Después de años dándole vueltas a la idea, e incluso presentándome algunas oportunidades cuestionables ("¡Es pan comido! Solo tienes que hacer cuatro horas de entrevistas, encontrar a alguien que lo escriba, poner tu cara en la portada, ¡y listo!"), he decidido escribir estas historias como siempre lo he hecho, de mi puño y letra. La alegría que he sentido al narrarlas no es muy distinta a la de volver a escuchar una canción que grabé y que estoy deseando compartir con el mundo, o leer una entrada de diario primitiva en un cuaderno manchado, o incluso oír mi voz rebotar entre los pósters de Kiss en mi pared cuando era niño.

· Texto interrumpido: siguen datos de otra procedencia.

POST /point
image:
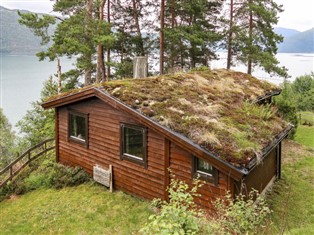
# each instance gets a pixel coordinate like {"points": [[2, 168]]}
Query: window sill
{"points": [[78, 141], [206, 177], [134, 159]]}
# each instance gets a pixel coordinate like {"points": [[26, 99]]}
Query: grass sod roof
{"points": [[215, 109]]}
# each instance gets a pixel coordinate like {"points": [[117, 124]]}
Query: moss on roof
{"points": [[213, 108]]}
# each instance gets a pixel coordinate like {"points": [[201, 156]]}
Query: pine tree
{"points": [[7, 138], [78, 33], [191, 32], [132, 26], [251, 38]]}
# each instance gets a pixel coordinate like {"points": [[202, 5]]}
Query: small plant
{"points": [[179, 215], [240, 216]]}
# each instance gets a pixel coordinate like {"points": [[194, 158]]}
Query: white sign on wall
{"points": [[103, 176]]}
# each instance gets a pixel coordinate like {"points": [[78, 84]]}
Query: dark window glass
{"points": [[133, 142], [133, 146], [78, 127], [203, 167]]}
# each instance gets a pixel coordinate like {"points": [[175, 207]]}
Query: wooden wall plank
{"points": [[104, 149]]}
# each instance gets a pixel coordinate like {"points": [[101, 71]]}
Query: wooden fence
{"points": [[11, 170]]}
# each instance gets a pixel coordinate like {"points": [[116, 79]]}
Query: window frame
{"points": [[211, 178], [73, 138], [129, 157]]}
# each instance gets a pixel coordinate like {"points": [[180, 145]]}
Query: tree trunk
{"points": [[230, 35], [108, 49], [59, 76], [88, 19], [249, 65], [172, 55], [100, 74], [162, 23], [138, 30]]}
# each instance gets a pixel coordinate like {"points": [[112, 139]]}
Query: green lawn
{"points": [[292, 198], [91, 209], [305, 135], [86, 209], [306, 117]]}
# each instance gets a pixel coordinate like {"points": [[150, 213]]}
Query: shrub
{"points": [[179, 215], [243, 215]]}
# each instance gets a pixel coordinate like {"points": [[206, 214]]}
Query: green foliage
{"points": [[243, 215], [252, 40], [38, 124], [305, 135], [265, 112], [303, 92], [296, 96], [39, 24], [193, 41], [77, 34], [287, 106], [291, 198], [7, 141], [179, 215]]}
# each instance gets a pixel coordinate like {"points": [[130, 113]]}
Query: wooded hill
{"points": [[16, 39]]}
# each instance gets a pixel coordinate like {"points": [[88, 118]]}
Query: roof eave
{"points": [[254, 162]]}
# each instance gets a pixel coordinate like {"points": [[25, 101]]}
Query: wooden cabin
{"points": [[212, 124]]}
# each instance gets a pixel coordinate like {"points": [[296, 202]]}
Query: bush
{"points": [[179, 215], [243, 215]]}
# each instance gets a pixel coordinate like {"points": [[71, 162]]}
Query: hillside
{"points": [[16, 39], [302, 42]]}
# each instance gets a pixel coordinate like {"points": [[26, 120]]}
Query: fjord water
{"points": [[22, 77], [21, 80]]}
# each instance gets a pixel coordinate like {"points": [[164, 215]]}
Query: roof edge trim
{"points": [[254, 162]]}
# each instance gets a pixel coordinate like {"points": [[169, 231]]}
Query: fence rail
{"points": [[11, 170]]}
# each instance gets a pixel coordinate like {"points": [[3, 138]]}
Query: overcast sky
{"points": [[298, 14]]}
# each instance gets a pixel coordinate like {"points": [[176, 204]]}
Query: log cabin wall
{"points": [[104, 149], [263, 173], [181, 167]]}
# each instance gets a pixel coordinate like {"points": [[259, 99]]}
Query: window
{"points": [[134, 144], [205, 170], [78, 127]]}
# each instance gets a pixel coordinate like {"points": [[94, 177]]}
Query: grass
{"points": [[292, 198], [91, 209], [85, 209], [306, 116], [305, 135]]}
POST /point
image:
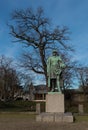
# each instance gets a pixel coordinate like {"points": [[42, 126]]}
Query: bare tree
{"points": [[35, 31], [82, 75], [9, 81]]}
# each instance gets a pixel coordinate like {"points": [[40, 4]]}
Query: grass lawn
{"points": [[26, 121]]}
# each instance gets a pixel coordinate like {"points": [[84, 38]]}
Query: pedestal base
{"points": [[55, 117], [55, 102]]}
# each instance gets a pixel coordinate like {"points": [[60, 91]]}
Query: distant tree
{"points": [[82, 75], [35, 31], [9, 81]]}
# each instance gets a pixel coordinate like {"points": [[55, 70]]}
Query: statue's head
{"points": [[54, 53]]}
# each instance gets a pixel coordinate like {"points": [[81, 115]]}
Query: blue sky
{"points": [[71, 13]]}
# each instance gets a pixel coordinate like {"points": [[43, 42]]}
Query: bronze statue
{"points": [[54, 69]]}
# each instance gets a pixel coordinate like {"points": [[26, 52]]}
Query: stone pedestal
{"points": [[55, 117], [55, 103]]}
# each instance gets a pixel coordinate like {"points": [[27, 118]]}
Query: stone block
{"points": [[48, 117], [68, 117], [38, 117], [55, 103]]}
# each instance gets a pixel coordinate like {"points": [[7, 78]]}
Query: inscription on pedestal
{"points": [[55, 103]]}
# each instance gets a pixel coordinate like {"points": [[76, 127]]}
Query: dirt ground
{"points": [[24, 122]]}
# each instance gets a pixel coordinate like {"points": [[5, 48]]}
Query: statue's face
{"points": [[54, 53]]}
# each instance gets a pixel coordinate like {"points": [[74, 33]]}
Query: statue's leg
{"points": [[58, 84], [49, 80]]}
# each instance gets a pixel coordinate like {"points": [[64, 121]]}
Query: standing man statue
{"points": [[54, 69]]}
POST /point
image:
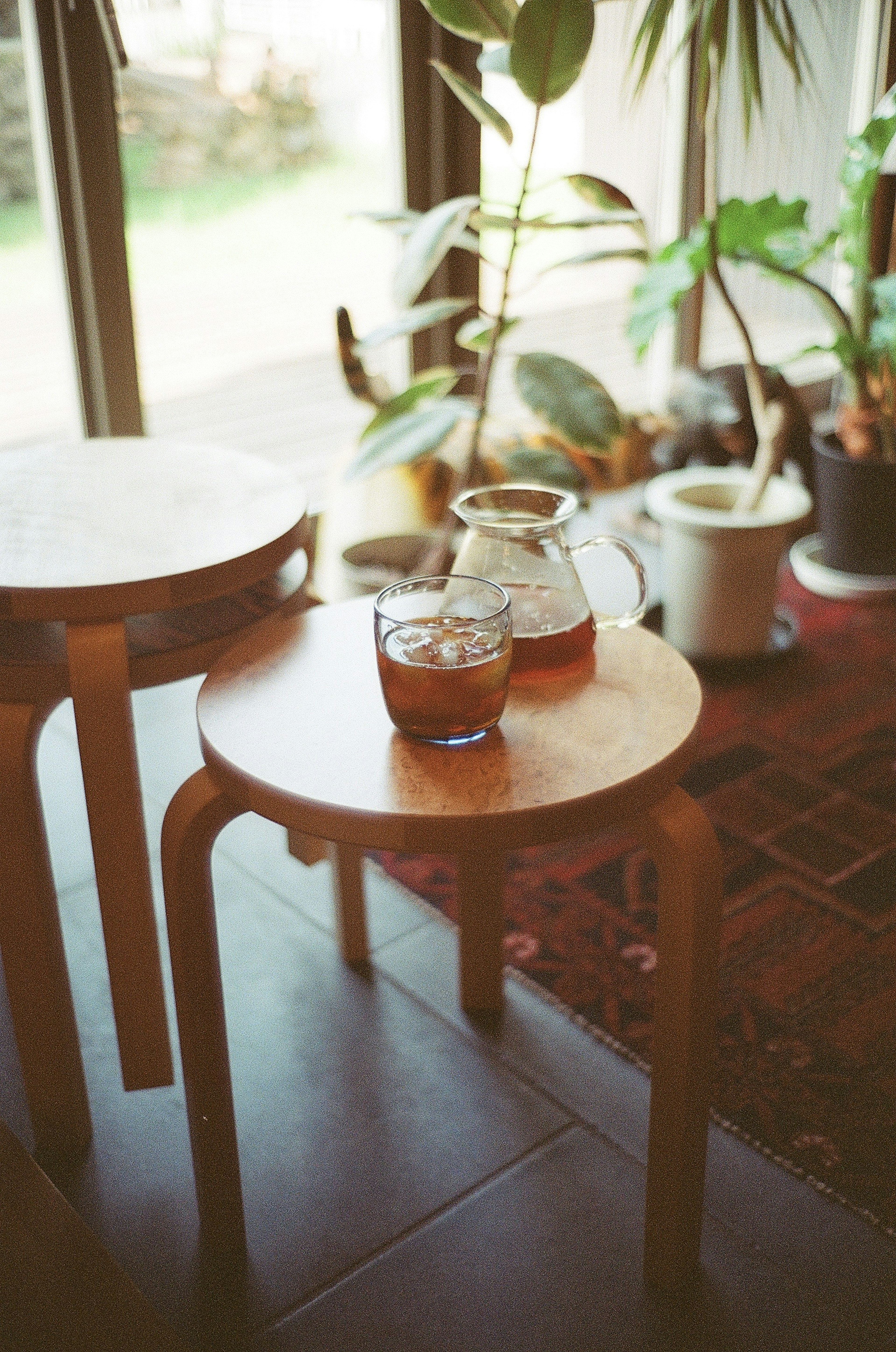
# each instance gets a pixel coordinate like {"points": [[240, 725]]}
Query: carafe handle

Esto no significa que vaya a dejar mi trabajo, pero sí me da un espacio para arrojar algo de luz sobre cómo es ser un chico de Springfield, Virginia, transitar por la vida mientras hago realidad los sueños locos que tenía de joven músico. Desde salir de gira con Scream a los 18 años, hasta mi tiempo en Nirvana y los Foo Fighters, improvisar con Iggy Pop, tocar en los Premios de la Academia, bailar con AC/DC y la Preservation Hall Jazz Band, tocar la batería para Tom Petty, conocer a Sir Paul McCartney en el Royal Albert Hall, leer cuentos antes de dormir con Joan Jett o un encuentro casual con Little Richard, hasta volar al otro lado del mundo para pasar una noche épica con mis hijas... la lista continúa. Espero con mucha ilusión enfocar la lente a través de la cual veo estos recuerdos con mayor nitidez para ustedes.